Hi OP,
I moved to Europe so not as far as Australia, but I do recognise some of the struggles of settling somehwere new. You have said that you are a SAHM and I can see how that might be isolating in a new environment - if you're willing to stick it out for a bit then perhaps you really need to work on your social circle. I moved recently and making new friends in your thirties is daunting, but you may have the "ready made" option of mum/toddler groups that could help you.
If you were willing to stick it out, are you willing/able to work/study there? This could integrate you further and make you feel far more settled.
However, the bit that made me double take was your partner saying "take the kids, go back to the UK". I cannot imagine a partner, let alone a co-parent saying that. I live/work/socisalise with expats and, rightly or wrongly, I am immediately suspicious of men who live in different countries from their kids - unless there is a clear, obvious and burning financial reason when he is providing for them/his family.

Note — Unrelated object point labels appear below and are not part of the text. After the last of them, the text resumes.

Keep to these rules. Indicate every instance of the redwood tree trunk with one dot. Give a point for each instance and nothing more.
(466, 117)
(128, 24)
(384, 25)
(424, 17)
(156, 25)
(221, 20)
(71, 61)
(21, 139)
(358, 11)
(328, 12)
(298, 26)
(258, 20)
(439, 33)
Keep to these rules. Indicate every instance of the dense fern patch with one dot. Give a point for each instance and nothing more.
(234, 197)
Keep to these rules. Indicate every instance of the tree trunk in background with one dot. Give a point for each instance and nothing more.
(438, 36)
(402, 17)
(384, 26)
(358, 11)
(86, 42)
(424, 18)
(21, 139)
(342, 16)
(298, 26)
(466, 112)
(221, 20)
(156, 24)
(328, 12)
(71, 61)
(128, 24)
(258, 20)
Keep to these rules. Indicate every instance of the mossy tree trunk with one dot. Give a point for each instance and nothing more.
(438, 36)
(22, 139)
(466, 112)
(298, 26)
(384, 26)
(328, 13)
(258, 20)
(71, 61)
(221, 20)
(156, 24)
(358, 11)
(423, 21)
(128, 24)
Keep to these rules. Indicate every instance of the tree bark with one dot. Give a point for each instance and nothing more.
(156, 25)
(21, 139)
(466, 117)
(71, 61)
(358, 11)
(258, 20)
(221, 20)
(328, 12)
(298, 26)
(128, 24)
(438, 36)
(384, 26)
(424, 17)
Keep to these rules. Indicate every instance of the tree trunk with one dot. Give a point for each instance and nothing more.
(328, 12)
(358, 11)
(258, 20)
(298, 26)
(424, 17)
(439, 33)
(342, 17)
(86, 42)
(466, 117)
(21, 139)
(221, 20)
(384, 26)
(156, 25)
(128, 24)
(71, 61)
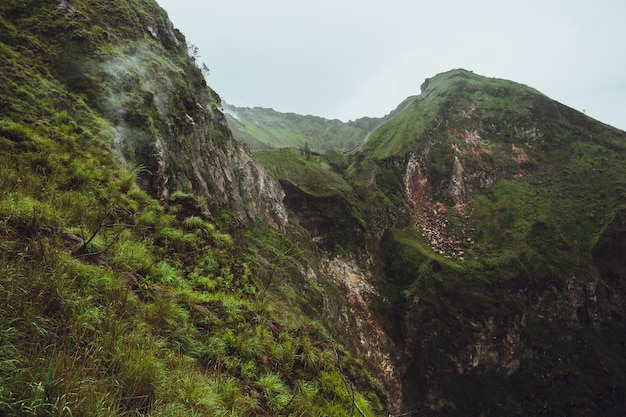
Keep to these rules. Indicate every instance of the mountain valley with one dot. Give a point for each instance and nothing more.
(164, 253)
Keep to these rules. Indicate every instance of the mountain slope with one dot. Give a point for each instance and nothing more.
(142, 271)
(492, 220)
(263, 128)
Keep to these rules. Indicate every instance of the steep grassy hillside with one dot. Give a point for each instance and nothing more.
(494, 216)
(130, 285)
(263, 128)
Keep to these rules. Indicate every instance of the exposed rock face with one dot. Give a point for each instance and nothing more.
(175, 130)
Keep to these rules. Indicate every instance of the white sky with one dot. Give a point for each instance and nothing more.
(346, 59)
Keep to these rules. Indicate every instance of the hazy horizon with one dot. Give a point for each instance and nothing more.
(346, 60)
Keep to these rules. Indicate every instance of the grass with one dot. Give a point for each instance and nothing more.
(115, 302)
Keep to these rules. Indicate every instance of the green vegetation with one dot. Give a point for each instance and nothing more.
(520, 264)
(267, 129)
(114, 302)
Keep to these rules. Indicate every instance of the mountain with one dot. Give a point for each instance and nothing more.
(147, 264)
(463, 255)
(488, 220)
(263, 129)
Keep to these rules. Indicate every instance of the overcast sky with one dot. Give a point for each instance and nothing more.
(346, 59)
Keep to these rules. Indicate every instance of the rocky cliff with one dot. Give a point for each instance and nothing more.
(491, 216)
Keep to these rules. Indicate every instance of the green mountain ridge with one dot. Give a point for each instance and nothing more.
(494, 216)
(463, 255)
(145, 267)
(263, 128)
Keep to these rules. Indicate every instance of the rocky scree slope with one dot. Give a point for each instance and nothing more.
(491, 230)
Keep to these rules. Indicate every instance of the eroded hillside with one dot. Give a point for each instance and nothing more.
(491, 233)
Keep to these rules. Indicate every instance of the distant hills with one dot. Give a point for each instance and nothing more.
(263, 128)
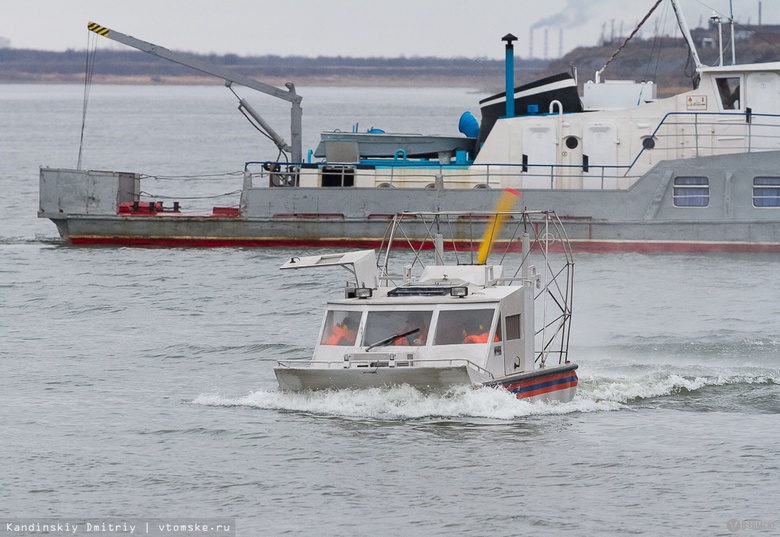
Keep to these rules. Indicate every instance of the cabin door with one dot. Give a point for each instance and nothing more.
(599, 156)
(514, 345)
(539, 151)
(763, 97)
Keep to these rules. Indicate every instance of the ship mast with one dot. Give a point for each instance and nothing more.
(683, 24)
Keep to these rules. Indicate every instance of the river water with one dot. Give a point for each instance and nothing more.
(137, 384)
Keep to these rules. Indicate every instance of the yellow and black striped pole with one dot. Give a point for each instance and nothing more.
(504, 205)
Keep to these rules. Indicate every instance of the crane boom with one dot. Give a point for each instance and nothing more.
(296, 114)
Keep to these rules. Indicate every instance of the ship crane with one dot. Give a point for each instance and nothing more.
(230, 78)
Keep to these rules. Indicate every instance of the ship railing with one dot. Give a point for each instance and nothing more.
(443, 176)
(697, 134)
(366, 359)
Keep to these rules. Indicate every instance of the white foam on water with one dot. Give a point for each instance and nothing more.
(404, 402)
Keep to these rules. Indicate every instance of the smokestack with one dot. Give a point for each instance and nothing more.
(510, 74)
(560, 42)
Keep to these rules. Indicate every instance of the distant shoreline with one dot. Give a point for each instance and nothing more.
(349, 81)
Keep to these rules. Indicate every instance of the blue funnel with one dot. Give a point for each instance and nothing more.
(468, 125)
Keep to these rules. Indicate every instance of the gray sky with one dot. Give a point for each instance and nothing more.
(357, 28)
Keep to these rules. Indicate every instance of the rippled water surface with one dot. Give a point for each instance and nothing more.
(139, 382)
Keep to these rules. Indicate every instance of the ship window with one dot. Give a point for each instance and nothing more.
(766, 192)
(463, 326)
(728, 90)
(691, 192)
(338, 176)
(513, 327)
(381, 325)
(340, 327)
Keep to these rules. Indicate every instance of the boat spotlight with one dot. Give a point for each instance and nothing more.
(459, 292)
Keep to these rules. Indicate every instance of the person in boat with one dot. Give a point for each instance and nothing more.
(477, 334)
(414, 321)
(343, 333)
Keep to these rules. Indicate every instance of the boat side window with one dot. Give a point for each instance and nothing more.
(513, 327)
(691, 192)
(766, 192)
(340, 327)
(728, 91)
(381, 325)
(463, 326)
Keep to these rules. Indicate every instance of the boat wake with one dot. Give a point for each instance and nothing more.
(406, 403)
(596, 393)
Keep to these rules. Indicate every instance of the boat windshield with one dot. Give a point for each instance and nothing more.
(340, 327)
(384, 324)
(464, 326)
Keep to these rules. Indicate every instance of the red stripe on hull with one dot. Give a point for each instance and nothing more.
(541, 391)
(359, 243)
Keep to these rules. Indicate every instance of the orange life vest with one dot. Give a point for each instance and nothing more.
(341, 336)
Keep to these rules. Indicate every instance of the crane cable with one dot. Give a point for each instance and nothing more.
(621, 47)
(90, 67)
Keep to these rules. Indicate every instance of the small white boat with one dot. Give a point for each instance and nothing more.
(458, 320)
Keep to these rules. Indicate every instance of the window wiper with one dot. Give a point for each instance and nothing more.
(391, 338)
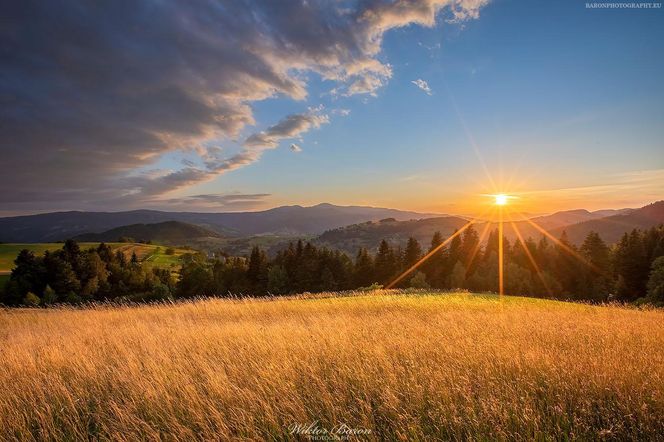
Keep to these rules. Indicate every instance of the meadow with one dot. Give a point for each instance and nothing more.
(390, 365)
(153, 254)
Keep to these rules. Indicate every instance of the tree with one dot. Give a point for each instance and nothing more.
(656, 282)
(277, 280)
(257, 271)
(49, 297)
(595, 285)
(631, 266)
(435, 267)
(419, 281)
(469, 248)
(386, 264)
(458, 276)
(363, 272)
(31, 300)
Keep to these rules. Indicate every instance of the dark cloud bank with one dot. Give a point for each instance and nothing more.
(91, 91)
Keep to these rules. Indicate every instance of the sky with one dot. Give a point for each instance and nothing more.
(426, 105)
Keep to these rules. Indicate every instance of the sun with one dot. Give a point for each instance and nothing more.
(501, 199)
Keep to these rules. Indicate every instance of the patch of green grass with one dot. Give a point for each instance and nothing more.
(153, 255)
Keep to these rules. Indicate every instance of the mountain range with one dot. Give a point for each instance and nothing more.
(342, 227)
(285, 220)
(168, 232)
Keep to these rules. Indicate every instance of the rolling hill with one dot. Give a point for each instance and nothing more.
(286, 220)
(577, 224)
(168, 232)
(611, 228)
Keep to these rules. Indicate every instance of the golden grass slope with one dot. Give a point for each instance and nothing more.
(405, 367)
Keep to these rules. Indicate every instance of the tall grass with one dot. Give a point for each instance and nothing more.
(402, 366)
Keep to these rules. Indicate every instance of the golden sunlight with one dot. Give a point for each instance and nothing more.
(501, 199)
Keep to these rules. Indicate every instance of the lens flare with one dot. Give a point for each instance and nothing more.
(501, 199)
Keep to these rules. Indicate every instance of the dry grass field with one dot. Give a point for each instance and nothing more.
(404, 366)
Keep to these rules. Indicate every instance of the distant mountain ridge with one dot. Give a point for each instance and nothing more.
(285, 220)
(611, 228)
(577, 224)
(167, 232)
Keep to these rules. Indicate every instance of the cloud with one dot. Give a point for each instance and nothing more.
(290, 127)
(94, 92)
(423, 85)
(217, 200)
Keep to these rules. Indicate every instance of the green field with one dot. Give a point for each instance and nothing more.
(151, 254)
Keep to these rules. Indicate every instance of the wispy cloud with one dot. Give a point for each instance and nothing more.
(423, 85)
(185, 74)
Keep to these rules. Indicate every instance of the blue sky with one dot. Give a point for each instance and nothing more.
(559, 95)
(561, 104)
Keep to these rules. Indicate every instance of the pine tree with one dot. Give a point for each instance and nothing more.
(363, 271)
(385, 263)
(257, 271)
(435, 267)
(413, 252)
(595, 283)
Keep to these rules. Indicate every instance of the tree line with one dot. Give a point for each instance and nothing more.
(631, 270)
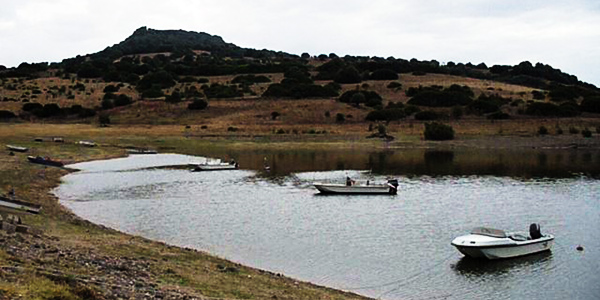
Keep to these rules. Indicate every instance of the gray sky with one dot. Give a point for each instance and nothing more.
(563, 34)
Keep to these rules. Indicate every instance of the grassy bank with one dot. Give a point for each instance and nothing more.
(69, 258)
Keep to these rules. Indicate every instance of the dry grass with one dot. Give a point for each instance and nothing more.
(193, 272)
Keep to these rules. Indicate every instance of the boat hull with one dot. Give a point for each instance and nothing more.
(505, 249)
(46, 162)
(200, 168)
(16, 148)
(362, 189)
(18, 207)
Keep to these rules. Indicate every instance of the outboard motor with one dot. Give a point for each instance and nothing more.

Other PP have said that he is effectively giving you permission, which he may withdraw later, so this may be your chance to go. You also call him DP and not DH, so honestly, this could be your best chance to leave with your kids. Should you marry, Australia is famously difficult to leave with your children if the other parent does not consent - there have been a number of threads about it on here.
Can you access therapy? I think you need to work through the emotional implications of him being apparently willing to let you all go, then take him at his word before he changes his mind.